In the 6 months prior to the NHS England guidance being released, prescriptions for branded Lyrica were extremely rare, making up 6944 out of 2 151 975 prescriptions (0.3%) for pregabalin (note that Lyrica would generally have been dispensed, as it was the only form of pregabalin on the market for most of this period). In the 6 months after the guidance was released, 604 450 prescriptions were for Lyrica, out of 2 350 450 pregabalin prescriptions in total (25.7%). From late 2015 there was also an increase in prescribing of other specific brands of pregabalin, which were less expensive than Lyrica. Generic pregabalin prescriptions continued to be reimbursed at the Lyrica cost, and therefore at the time these presented no financial benefit to the NHS, regardless of what brand the pharmacist dispensed (because for Category C drugs the reimbursement cost is set by what is prescribed rather than what is dispensed, and the generic pregabalin price during this period was based on Lyrica). During this period, a number of CCGs formally added a branded generic to their prescribing formularies. Data on national prescribing are shown in figure 1.

Figure 1

Volume of prescribing for generic pregabalin, Lyrica, and other brands, 2013–2017.

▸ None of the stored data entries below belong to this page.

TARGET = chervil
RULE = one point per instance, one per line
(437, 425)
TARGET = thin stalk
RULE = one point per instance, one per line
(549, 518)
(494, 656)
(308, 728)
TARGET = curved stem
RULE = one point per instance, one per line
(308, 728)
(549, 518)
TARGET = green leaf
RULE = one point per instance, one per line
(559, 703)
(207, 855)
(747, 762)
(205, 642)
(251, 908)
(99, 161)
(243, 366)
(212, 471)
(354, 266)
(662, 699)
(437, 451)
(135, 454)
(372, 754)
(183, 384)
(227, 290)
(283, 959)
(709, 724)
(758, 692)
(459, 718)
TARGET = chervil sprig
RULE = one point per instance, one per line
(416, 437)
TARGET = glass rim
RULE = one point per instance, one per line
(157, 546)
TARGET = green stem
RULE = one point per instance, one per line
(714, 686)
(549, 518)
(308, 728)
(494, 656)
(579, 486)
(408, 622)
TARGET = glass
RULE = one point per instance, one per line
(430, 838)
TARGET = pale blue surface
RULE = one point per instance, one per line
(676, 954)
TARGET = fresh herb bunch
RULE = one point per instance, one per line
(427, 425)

Practice-level prescribing choices

While the national proportion of pregabalin prescribed as Lyrica increased from 0.3% to 25.7%, prescribing behaviour varied widely between practices, both before and after the NHS England letter. During the 6 months prior to the NHS England letter (September 2014 to February 2015), 898 out of 7826 practices (11.5%) prescribed pregabalin as branded Lyrica at least once. However, even those that did prescribe the branded form did so very infrequently: among practices ever prescribing branded Lyrica, the branded form only accounted for 2.2% of all pregabalin prescriptions (mean 7.7 prescriptions for Lyrica, and 341.9 for pregabalin).

In the first 6 months after the NHS England letter had been issued, the number of practices prescribing branded Lyrica at least once had increased to 6367 out of a total of 7736 prescribing pregabalin (82.3%). However, again, these practices tended to only use it for a minority of patients. Typically 70% of pregabalin prescriptions are thought to be for pain, including a proportion for non-neuropathic pain.7 Only 11.6% of all practices met this 70% threshold after the NHS England letter; 78.6% of practices prescribed less than half their pregabalin as Lyrica and 69.2% prescribed less than 30% as Lyrica. Overall, after the NHS England letter 25.7% of pregabalin prescribed was Lyrica, but the median proportion of Lyrica prescribing at practice level was 8.8% (IQR 1.1%–41.9%). Therefore, while most practices did change their prescribing to use Lyrica on occasion, most did so only marginally: NHS GPs in England largely ignored the direction given by NHS England to prescribe branded Lyrica.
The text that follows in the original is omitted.